Dans l’optique de la journée mondiale contre le tabac, instaurée par l’OMS (Organisation Mondiale de la Santé), il est indispensable d’apporter quelques clarifications sur les nombreuses polémiques autour de l’efficacité de la cigarette électronique comme outil de sevrage tabagique.  D'autant plus que cette année, la journée mondiale sans tabac présente la particularité de se dérouler après une période de confinement lourde en conséquence pour la santé publique, y compris dans l’Hexagone. C’est ce que vient confirmer la nouvelle enquête de l’agence sanitaire Santé Publique France qui a étudié l’impact du confinement sur la consommation des Français. Il en ressort que, plus d'un quart des fumeurs a fumé davantage durant le confinement. Motifs invoqués de cette augmentation de la consommation de tabac : l'ennui, le manque d'activité, ou encore le stress ressenti durant cette période inhabituelle.


Un contexte qui nous rappelle l’importance de ne pas se tromper d’ennemi et de bien faire la différence entre la cigarette, et la e-cigarette. Dans le cas de la cigarette traditionnelle, la combustion du tabac produit de nombreuses substances toxiques pour l'organisme dont le monoxyde de carbone, les goudrons et des métaux lourds. La cigarette contient également d’autres produits chimiques, pour renforcer l’addiction, qui sont également très dangereux pour la santé.  La e-cigarette, elle, ne contient pas de tabac et ne génère pas de combustion, elle produit essentiellement un aérosol composé majoritairement de propylène glycol et de nicotine (20mg/mL vaporisé maximum en Europe). Des éléments qu’il apparaît essentiel de préciser tout en rappelant que l’objectif de la e-cigarette est l’arrêt du tabac à travers une réduction progressive du dosage en nicotine, produit certes addictif mais non cancérigène.

La question sur le bénéfice/risque de la cigarette électronique se pose désormais, tant au sein de la communauté scientifique que pour les autorités et pour l’opinion publique, surtout après les craintes de l’été 2019 liées aux conséquences dramatiques de certaines pratiques déviantes aux Etats-Unis.
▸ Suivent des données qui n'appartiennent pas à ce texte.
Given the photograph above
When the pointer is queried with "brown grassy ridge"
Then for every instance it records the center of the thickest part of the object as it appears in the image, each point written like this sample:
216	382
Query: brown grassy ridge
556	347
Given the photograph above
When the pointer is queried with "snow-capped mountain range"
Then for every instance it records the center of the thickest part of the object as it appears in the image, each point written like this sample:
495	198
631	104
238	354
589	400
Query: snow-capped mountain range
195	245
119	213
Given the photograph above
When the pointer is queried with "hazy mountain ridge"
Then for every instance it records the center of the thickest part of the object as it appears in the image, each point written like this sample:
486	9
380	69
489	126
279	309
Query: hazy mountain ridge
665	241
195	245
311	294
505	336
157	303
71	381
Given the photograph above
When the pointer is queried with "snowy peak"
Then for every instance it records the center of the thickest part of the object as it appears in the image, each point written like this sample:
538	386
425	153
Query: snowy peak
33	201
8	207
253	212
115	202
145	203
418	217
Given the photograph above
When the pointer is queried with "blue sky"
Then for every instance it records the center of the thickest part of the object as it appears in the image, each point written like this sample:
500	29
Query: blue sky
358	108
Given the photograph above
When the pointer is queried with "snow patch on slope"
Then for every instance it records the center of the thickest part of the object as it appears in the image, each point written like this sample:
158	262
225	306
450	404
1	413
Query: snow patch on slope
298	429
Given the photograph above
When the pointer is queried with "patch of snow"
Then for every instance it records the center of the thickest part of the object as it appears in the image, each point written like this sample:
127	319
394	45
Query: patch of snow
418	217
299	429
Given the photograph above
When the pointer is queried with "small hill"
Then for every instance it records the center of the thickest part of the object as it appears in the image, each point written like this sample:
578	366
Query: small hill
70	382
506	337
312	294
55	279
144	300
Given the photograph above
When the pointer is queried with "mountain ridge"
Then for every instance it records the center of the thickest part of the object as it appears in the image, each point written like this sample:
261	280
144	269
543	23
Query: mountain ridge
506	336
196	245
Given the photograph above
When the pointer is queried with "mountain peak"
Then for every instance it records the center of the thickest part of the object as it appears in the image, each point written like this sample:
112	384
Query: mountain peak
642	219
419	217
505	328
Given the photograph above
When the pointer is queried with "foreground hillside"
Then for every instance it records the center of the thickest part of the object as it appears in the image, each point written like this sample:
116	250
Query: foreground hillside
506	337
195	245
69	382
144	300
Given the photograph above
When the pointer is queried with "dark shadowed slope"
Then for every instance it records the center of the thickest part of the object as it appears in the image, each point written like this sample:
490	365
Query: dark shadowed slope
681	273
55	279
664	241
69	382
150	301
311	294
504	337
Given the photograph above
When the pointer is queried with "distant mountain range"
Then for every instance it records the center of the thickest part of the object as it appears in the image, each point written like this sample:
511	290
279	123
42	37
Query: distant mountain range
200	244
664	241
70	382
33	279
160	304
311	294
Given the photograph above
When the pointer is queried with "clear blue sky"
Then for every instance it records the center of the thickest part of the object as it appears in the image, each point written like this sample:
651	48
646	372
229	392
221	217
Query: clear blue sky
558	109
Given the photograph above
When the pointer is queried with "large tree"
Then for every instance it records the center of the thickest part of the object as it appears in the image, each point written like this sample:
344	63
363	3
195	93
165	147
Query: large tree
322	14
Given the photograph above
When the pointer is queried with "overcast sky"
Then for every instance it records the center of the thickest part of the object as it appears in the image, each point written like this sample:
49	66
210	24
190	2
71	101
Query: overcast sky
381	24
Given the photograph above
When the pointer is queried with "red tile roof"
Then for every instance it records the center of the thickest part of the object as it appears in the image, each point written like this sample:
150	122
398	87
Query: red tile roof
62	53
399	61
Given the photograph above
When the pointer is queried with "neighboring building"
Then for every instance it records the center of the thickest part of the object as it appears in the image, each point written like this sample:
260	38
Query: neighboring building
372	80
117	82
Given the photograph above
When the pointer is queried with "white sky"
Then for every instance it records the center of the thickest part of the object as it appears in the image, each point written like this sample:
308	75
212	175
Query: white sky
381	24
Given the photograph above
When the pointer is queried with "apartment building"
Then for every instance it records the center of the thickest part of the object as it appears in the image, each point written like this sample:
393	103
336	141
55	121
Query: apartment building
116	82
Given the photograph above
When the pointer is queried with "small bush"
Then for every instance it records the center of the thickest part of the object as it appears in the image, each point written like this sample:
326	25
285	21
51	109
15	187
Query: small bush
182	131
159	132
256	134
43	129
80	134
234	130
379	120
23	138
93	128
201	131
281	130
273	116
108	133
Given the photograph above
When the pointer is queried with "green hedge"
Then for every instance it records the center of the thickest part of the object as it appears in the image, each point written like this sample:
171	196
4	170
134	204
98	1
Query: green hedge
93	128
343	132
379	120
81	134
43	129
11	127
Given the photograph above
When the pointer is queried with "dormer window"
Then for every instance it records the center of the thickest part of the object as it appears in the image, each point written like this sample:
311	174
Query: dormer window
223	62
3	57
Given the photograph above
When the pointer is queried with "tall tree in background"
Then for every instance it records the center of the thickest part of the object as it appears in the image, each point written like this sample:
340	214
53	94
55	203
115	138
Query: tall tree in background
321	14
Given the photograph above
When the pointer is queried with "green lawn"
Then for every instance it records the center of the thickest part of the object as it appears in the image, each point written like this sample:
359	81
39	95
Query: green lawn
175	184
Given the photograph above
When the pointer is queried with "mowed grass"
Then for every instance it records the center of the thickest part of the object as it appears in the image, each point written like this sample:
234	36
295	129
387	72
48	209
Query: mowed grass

Une démarcation apparaît clairement aujourd’hui concernant la cigarette électronique entre l’Europe, France en tête, et l’Amérique.

La déclaration en décembre dernier de l’Académie nationale de médecine qui a rappelé « les avantages prouvés et les inconvénients indûment allégués de la cigarette électronique (vaporette) » a été le point d’orgue de toute une séquence de prise de parole et de positions en France et en Europe pour défendre une vape réglementée, contrôlée, normée même (en particulier par l’AFNOR en France), voire certifiée et labellisée aux antipodes des pratiques américaines sans aucun garde-fous.

Car au pays de l’Oncle Sam où fumer n’a plus bonne presse, la « vape » a pu se développer, y compris chez les très jeunes, attirés par des arômes acidulés dont certaines marques « hype » se faisaient une spécialité, en causant de graves atteintes pulmonaires. Additifs suspects, taux de nicotine stratosphérique, huile notamment de cannabis ajoutée, produits non déclarés auprès de la FDA (Food and Drug Administration) : la régulation autour de la vente d’e-cigarette a longtemps été inexistante. Toutefois, en réalisant que cela conduisait à des problèmes de santé majeurs voir mortels, les Etats-Unis ont décidé de réglementer la vente d’e-cigarette. Cela, en interdisant la vente d’arômes fruités uniquement pour les recharges fermées avec comme objectif premier la protection de la jeunesse.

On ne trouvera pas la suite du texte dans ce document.